A medical degree is essential, but it is not the whole story.

Medical school teaches anatomy, physiology, pathology, wound healing, sterile technique, and disciplined clinical thinking. It teaches responsibility toward the human body. All of that is indispensable.

But it does not fully teach proportion, softness, visual balance, age-appropriate design, or the instinct to stop before a result becomes artificial.

Those things develop later.

They develop through years of observation, experience, honesty about one’s own results, learning from imperfections, and gradually refining one’s sense of what looks natural and what does not. In aesthetic work, that part cannot be replaced by technology, titles, or textbook knowledge.

Hair Transplantation as a Combination of Science and Art

That is why I see hair transplantation as a unique combination of science and art.

The scientific side is obvious. Without anatomy, surgical planning, tissue handling, healing knowledge, and proper medical judgment, there is no solid foundation.

But the artistic side is equally important.

Recreating a lost hairline is not a mechanical act. It changes the face’s frame, the expression, and often how the entire result will be perceived. A technically correct procedure can still produce an unnatural outcome if the hairline is too low, too straight, too sharp, too dense in the wrong places, or disconnected from the patient’s age, facial proportions, hair characteristics, and likely future pattern of hair loss.

This is where aesthetic maturity becomes decisive.

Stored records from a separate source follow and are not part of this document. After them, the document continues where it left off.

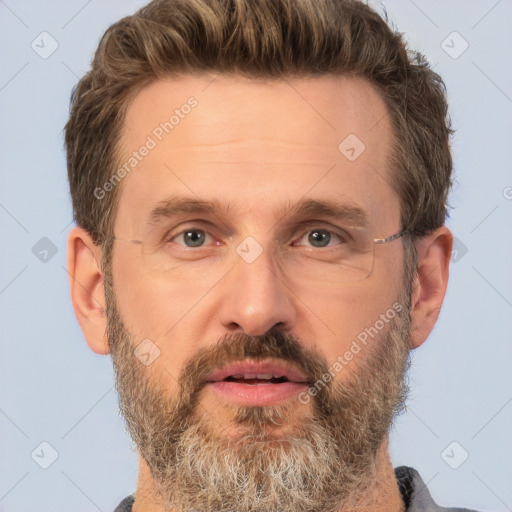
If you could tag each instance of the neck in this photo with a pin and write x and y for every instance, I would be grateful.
(382, 496)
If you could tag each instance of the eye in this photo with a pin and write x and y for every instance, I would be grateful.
(193, 238)
(319, 238)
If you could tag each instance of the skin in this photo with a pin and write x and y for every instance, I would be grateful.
(255, 156)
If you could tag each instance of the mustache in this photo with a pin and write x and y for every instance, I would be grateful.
(274, 344)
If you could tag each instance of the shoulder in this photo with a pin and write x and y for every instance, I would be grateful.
(415, 492)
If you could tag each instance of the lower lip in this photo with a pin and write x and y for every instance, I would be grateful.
(257, 394)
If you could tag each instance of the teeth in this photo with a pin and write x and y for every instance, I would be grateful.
(262, 376)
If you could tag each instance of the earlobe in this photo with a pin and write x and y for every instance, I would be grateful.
(431, 281)
(87, 291)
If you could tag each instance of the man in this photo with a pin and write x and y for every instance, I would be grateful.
(260, 195)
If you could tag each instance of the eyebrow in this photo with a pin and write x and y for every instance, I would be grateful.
(348, 212)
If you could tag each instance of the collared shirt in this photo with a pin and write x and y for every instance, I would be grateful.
(414, 492)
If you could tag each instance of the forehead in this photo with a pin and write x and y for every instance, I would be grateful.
(254, 145)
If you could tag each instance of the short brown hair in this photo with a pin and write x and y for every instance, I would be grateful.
(265, 39)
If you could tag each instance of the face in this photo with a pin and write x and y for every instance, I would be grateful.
(252, 322)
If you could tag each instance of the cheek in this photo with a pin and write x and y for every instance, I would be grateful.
(346, 316)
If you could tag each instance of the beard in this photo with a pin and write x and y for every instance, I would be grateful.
(325, 460)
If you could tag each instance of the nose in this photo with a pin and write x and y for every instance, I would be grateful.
(255, 298)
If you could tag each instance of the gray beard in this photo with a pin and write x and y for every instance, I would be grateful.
(326, 462)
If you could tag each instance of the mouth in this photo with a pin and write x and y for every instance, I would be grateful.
(257, 383)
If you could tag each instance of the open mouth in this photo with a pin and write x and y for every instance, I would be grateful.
(256, 379)
(257, 383)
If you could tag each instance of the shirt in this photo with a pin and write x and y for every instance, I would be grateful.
(414, 492)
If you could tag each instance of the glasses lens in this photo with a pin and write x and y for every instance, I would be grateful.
(321, 256)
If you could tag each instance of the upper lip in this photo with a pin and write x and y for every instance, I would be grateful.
(250, 369)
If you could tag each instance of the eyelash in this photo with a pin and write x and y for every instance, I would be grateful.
(310, 229)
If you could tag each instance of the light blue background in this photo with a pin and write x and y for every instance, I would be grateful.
(54, 389)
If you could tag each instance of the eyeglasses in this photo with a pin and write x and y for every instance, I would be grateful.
(316, 254)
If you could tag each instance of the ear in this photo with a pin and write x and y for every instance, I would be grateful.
(87, 292)
(431, 280)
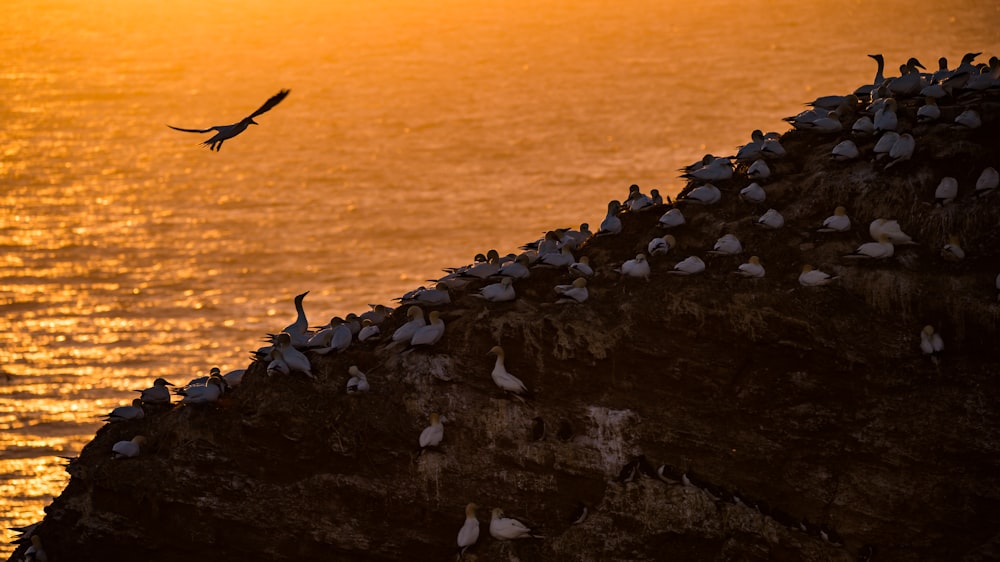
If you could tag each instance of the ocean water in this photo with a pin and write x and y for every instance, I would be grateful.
(416, 135)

The best results do not come from simply moving the maximum number of follicles. They come from knowing how to distribute grafts with judgment, how to create soft transitions, how to preserve realism, and how to make the result look as if it belongs naturally to that person rather than having been surgically imposed on him.

In my experience, the strongest results appear when scientific knowledge, surgical precision, and artistic judgment work together in balance.

Why This Matters for Patients?

For that reason, I do not think patients should choose a hair transplant surgeon solely by asking whether he is a doctor or uses modern instruments. Those things matter, but they are not enough.

Patients should also ask how the surgeon approaches the case.

Does he understand when not to push the donor area? Does he plan with the future in mind? Does he know that a hairline must suit the face, the age, and the likely progression of hair loss? Does he have the restraint to protect naturalness rather than chase a dramatic but short-sighted result?

In my own case, I see my background in two layers. The first is the medical foundation I received at the Cerrahpaşa Medical Faculty during my time at Istanbul University. The second is the specialized training that came afterward in hair restoration, where science alone was not enough, and aesthetic maturity had to be built carefully over time.

That is why I believe patients deserve more than marketing language. They should know the surgeon’s name, his role, where he studied medicine, and what kind of judgment stands behind his work.

A university name alone does not guarantee quality.

But serious medical education, honest transparency, surgical restraint, and developed aesthetic judgment together form the basis of responsible work in hair transplantation.